Another effort that stalled would have stretched the deadline for public bodies to respond to Freedom of Information Act requests during the pandemic, and that would have allowed the General Assembly to meet remotely in times of “pestilence” or emergency.

“For 202 years Illinoisans have traveled from all corners of the state. By car, by train, by horseback, by walking to get to the capitol. We’ve done it through civil war, we’ve done it through world wars, we’ve done it through the Spanish Flu. We’ve met in all these very difficult times to meet,” Rep Tim Butler, R-Springfield said. “This is in my mind is a very dangerous precedent to set, when we start allowing remote voting, for us.”

Rep. Ann Williams, D-Chicago, said the failure to set up protocols for virtual meetings of the General Assembly is a mistake.
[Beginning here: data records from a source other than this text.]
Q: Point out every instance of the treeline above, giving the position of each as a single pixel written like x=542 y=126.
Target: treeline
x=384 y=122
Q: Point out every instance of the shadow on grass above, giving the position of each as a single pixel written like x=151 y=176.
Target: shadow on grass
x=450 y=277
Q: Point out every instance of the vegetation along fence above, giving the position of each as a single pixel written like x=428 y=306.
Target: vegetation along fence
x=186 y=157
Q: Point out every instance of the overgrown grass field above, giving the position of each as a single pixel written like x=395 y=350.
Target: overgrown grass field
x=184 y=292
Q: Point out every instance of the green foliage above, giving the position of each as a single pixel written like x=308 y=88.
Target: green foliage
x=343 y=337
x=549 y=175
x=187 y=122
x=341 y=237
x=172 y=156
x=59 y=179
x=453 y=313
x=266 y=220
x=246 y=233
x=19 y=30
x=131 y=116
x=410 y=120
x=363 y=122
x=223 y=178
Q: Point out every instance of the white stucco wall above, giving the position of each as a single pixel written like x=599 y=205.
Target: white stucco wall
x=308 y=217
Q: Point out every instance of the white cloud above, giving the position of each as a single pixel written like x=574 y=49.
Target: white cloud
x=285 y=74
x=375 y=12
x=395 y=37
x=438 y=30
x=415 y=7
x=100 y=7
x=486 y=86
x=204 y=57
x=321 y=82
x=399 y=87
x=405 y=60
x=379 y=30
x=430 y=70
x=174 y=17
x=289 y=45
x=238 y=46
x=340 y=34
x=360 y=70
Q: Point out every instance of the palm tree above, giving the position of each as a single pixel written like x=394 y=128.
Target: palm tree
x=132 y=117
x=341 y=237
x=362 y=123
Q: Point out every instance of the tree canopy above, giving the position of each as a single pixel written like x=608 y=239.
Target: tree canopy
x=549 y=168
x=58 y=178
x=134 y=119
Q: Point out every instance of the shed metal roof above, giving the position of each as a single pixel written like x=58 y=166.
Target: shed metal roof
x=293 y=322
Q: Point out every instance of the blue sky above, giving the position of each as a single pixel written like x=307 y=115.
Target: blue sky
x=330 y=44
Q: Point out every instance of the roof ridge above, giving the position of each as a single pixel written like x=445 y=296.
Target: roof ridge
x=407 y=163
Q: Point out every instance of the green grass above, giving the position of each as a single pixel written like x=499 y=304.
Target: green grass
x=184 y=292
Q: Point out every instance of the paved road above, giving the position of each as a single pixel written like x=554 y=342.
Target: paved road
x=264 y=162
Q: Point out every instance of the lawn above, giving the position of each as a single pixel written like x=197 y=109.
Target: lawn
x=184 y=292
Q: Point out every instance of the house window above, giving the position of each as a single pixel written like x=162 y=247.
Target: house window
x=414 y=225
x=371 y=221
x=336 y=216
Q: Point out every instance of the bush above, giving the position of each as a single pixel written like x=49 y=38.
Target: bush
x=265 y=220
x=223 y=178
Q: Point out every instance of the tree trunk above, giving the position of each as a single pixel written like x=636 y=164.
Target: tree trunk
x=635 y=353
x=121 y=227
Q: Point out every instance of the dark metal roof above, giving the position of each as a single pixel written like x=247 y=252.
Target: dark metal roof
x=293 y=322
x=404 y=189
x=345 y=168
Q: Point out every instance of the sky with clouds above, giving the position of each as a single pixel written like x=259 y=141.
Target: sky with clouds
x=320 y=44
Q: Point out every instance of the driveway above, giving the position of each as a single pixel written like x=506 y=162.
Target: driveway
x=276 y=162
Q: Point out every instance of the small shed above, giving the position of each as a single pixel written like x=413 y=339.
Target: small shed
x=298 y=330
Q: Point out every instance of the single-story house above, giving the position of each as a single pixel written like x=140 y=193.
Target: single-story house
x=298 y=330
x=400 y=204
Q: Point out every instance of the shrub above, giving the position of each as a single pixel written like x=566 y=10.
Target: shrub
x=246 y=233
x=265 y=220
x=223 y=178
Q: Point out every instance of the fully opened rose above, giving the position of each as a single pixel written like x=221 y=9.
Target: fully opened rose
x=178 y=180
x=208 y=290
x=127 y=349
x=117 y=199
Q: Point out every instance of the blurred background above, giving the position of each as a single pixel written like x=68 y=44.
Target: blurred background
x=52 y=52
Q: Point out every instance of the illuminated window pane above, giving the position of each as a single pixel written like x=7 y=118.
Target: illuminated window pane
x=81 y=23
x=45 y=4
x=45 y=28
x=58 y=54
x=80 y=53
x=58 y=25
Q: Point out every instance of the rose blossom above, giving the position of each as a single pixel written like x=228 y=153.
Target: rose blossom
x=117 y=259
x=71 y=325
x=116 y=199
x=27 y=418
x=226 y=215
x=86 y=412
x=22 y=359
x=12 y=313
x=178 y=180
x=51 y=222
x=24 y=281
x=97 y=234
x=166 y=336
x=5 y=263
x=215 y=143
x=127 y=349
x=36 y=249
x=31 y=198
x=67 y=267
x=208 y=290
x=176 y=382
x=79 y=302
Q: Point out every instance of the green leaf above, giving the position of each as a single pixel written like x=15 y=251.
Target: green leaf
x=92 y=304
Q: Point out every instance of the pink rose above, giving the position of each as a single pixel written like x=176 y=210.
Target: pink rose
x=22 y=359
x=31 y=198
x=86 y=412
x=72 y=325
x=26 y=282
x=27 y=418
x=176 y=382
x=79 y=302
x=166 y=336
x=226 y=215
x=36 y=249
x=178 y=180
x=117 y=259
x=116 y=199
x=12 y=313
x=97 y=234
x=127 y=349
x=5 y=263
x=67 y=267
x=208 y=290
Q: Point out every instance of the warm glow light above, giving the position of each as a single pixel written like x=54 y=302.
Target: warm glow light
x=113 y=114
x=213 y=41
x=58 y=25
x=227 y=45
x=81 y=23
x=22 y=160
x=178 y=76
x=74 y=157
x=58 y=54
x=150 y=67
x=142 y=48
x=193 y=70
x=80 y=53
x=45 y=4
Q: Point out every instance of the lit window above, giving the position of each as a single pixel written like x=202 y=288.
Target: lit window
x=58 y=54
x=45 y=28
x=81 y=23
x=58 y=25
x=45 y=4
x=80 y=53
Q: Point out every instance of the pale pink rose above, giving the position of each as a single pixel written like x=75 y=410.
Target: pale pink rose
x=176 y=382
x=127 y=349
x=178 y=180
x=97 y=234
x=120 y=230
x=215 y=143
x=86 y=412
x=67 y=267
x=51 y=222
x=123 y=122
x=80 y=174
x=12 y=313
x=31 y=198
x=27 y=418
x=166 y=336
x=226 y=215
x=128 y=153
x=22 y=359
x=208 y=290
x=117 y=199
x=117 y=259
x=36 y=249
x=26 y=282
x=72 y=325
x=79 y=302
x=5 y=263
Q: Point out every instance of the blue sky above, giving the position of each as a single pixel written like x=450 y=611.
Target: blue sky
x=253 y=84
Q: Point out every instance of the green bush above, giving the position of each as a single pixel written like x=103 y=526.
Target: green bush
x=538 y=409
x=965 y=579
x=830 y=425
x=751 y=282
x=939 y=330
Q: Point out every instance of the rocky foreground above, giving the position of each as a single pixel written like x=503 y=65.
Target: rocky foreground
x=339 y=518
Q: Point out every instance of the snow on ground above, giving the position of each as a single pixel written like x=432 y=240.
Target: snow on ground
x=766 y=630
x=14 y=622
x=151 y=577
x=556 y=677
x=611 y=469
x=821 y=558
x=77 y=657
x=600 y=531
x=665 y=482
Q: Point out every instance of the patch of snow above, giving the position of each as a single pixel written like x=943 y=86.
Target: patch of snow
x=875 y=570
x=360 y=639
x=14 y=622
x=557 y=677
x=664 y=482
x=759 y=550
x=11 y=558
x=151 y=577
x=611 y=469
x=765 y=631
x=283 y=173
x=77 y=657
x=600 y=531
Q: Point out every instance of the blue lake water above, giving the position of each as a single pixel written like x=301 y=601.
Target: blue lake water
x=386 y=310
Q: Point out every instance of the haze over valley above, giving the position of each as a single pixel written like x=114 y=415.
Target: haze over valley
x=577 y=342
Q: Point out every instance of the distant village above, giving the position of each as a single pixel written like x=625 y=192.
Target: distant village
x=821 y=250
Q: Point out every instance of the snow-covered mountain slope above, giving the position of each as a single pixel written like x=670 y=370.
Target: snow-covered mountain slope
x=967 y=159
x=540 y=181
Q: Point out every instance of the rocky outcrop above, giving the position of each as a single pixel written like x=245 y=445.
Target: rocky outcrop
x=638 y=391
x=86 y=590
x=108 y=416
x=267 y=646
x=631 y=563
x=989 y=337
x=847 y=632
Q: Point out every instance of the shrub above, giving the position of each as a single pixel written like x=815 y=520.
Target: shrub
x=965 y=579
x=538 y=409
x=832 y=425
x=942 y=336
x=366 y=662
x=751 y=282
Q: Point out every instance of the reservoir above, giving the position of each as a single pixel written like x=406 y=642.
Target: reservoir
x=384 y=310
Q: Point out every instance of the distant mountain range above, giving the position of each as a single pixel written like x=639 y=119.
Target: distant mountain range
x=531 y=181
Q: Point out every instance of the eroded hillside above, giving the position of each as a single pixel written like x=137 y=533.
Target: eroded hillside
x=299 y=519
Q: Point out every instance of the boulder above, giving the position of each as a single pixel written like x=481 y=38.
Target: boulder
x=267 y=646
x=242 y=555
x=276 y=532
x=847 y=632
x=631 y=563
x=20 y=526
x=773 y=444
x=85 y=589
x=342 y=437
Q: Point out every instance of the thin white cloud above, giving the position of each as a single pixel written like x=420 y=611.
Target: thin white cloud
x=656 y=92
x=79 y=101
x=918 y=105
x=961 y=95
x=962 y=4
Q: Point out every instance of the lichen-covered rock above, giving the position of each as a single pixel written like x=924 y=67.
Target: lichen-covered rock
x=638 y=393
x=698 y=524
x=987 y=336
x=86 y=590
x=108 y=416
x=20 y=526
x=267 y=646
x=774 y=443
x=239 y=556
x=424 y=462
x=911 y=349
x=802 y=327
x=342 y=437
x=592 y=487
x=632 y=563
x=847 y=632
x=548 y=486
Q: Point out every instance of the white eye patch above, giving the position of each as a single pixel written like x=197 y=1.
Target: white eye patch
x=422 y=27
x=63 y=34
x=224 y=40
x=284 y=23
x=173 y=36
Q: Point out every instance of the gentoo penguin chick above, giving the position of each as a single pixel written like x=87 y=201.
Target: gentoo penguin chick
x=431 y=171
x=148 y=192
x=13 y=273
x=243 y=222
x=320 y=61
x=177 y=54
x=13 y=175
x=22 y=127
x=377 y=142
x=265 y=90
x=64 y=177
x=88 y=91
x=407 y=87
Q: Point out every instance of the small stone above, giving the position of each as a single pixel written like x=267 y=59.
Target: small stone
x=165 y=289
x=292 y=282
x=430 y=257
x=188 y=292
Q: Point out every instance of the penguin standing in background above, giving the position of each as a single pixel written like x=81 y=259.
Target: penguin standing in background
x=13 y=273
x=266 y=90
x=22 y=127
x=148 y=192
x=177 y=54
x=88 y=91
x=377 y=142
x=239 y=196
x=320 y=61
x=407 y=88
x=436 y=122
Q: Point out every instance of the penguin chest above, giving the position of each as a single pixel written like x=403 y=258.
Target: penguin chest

“We all hope the unfathomable won’t happen, but shouldn’t we be prepared just in case? And, hasn’t it already?” she wrote on Twitter. “I will continue to push for remote voting, though I hope we never need to use it. By failing to provide for a remote voting option, we are ill-prepared to serve our communities and govern in the event of an unprecedented emergency.”

Other public bodies are permitted meet remotely – such as over Zoom or Google Hangouts —  and Senate Bill 2135 establishes requirements that those proceedings be recorded and made available by request to the public.

That bill also creates a legislative commission to oversee Pritzker’s reopening of the economy, after nonessential businesses were made to close in mid-March in an effort to reduce the spread of COVID-19.

The Restore Illinois Collaborative Commission will “provide input on plans to revive various sectors of the State’s economy” and write at monthly reports (with the first due July 1) “regarding the status of current and proposed revitalization efforts.”

“I think it is an abdication of our duty as a legislature to leave this special session with only creating a collaborative commission, or what would essentially be a task force, for recommendations. I am not certain at this point that the governor’s office would be receptive to any of those suggestions or points of input based on the experience of working together for the past two months has gone so far,” Republican Rep. Ryan Spain of Peoria said.  “What a shame it would be to our constituents to leave here and tell our constituents that the only thing we did to provide input on the actions on the governor is to create a commission that will deliver a report at the beginning of July.”

Other measures taken in direct response to the coronavirus pandemic include allowing licensed bars and restaurants to temporarily serve liquor curbside, the establishment of a vote-by-mail program intended to keep up voter turnout while preventing people from having to cast in-person ballots this November when a second wave of the coronavirus is possible, and support for telemedicine.

Certain federally qualified health centers (FQHCs) will temporarily be permitted to perform rape kit examinations under Senate Bill 557 after reports from Resilience, a Chicago nonprofit that supports survivors of sexual violence, reported that references from hospitals were down nearly 50% since the start of the pandemic.

Victims “have reported fearfulness of exposure to COVID-19 at emergency departments, while others have said they have been turned away,” sponsoring Rep. Kelly Cassidy, D-Chicago, said. “This bill will allow a very simple option to be made available to survivors of sexual assault seeking treatment in this pandemic situation.”